BenjiCat · 24/03/2026 16:57

@Settledownnoweasytiger I'm so sorry you're going through this. It's totally understandable that you're feeling shocked and upset. It's the beginnings of the road to processing grief.

My situation is not quite the same, but there are similarities. My mum is only 72, with middle stage dementia that's been gradually progressing over the last few years and it's starting to get much much worse. She's not old, but not young either. We also struggled to get a diagnosis or (any) support.

I'm only 37 and find it hard to explain how hard it is. None of my friends are experiencing this type of loss or anything like this at this stage of their lives.

LatteLady · 24/03/2026 17:12

One other thing I forgot to mention @Settledownnoweasytiger is you have to change your mindset, too. If your mum starts to ask about people who have died, deflect, deflect, deflect.
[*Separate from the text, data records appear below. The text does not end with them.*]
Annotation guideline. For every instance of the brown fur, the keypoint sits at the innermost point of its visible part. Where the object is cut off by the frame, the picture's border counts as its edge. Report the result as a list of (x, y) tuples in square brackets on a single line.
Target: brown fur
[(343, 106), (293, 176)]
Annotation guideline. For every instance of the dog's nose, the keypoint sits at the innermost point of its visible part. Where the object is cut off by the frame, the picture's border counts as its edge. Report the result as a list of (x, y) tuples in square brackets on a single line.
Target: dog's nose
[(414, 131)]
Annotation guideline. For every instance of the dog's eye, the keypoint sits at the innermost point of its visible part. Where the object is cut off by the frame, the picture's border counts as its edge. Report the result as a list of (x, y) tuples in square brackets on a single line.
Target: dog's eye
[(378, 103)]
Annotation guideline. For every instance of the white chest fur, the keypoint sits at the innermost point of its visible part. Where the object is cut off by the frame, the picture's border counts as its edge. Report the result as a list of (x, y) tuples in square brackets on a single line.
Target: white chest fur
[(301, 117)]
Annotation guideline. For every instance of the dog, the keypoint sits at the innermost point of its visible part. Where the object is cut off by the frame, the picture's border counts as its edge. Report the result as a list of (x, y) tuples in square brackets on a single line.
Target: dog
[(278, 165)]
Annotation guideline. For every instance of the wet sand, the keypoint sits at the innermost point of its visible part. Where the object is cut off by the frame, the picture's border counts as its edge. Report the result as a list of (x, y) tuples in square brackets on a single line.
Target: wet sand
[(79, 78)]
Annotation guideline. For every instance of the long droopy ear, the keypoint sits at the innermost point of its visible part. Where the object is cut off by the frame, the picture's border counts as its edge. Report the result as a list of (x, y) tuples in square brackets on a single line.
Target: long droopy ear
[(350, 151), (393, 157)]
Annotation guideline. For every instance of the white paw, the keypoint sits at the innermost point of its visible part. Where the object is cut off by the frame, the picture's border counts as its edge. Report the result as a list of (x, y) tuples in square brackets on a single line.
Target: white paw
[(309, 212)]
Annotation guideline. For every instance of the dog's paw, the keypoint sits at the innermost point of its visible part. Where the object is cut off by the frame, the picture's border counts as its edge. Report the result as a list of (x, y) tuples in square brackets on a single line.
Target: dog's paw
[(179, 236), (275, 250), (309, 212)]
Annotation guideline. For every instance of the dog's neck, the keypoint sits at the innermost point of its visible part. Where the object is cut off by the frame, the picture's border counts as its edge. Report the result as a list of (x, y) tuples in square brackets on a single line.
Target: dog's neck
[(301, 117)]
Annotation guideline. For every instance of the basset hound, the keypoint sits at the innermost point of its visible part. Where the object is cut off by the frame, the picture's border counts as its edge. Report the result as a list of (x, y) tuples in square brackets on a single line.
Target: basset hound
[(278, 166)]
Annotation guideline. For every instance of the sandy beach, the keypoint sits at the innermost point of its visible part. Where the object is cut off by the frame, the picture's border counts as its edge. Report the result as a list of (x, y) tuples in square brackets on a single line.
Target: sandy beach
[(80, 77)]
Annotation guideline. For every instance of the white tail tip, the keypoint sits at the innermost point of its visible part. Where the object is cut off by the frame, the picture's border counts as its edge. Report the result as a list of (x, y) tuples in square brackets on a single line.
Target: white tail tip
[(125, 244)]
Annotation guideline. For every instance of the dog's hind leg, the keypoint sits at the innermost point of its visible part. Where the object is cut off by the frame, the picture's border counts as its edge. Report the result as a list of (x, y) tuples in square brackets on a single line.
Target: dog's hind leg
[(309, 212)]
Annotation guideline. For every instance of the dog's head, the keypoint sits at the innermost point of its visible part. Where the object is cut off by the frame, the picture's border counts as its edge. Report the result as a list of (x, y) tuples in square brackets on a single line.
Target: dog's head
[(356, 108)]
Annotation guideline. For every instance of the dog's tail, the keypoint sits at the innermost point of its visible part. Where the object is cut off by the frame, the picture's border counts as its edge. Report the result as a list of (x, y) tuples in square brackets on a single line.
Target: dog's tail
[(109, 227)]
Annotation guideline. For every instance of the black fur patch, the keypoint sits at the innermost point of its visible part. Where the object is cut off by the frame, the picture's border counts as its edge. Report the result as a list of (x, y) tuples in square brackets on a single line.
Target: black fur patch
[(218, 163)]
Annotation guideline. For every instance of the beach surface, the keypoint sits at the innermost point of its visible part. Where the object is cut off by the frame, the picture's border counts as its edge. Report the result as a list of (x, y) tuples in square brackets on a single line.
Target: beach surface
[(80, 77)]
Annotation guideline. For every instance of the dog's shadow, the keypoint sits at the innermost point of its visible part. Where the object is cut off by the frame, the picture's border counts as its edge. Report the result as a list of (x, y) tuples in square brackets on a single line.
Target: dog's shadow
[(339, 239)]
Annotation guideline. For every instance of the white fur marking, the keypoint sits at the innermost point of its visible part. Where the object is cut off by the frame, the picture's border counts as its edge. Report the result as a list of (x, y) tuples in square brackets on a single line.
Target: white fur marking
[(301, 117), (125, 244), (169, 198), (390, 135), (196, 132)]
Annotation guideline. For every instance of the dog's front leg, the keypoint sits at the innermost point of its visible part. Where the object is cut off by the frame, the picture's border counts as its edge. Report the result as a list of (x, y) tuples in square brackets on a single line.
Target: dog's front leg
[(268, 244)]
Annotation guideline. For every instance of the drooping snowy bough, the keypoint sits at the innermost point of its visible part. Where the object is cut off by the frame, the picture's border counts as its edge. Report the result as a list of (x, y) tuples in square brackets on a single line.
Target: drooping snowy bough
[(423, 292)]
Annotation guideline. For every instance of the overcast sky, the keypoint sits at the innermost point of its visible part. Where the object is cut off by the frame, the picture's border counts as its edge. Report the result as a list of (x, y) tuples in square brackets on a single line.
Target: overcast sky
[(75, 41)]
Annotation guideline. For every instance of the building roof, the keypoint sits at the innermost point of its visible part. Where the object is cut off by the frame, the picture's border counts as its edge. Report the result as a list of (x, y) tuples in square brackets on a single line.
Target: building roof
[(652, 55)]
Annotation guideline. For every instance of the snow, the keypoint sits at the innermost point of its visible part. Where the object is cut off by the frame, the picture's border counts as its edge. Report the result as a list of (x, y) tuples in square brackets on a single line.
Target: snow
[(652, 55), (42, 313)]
Don't say, "Mum don't you remember they passed 10 years ago," as that will just upset her, say, "Oh, not heard from them for a while, I must reach out and see how they are doing and update you.", then do nothing and it will be forgotten. Your big mission over the coming months is to live in her world and not reality. I promise that it will be a lot less stressful for everyone... you and your dad will become dab hands at distraction.

Jennandbump · 19/05/2026 22:46

Don't think you are being unreasonable at all. It's a shock. Please don't brush it under the table as a one of those things either. Not enough people talk about it. I've spent the last year getting my mum a diagnosis, we've been in and out of appointments, she's been sectioned and now is fairly stable on some meds. It's rough and it's generally a lonely road to tread. Mid 70s isn't young but it's not old either

Xanadu78 · 19/05/2026 23:03

Have they investigated the possibility of Glioblastoma? Please mention this to the team. My dad has this and it was very rapid and had the same symptoms.

The vomiting stands out to me as a red flag for something non dementia related
my dad was slowly unable to chew food due to the glioblastoma so was gagging.

I hope it isn’t this for your mums sake but we were fobbed off with UTI’s and then the memory clinic first.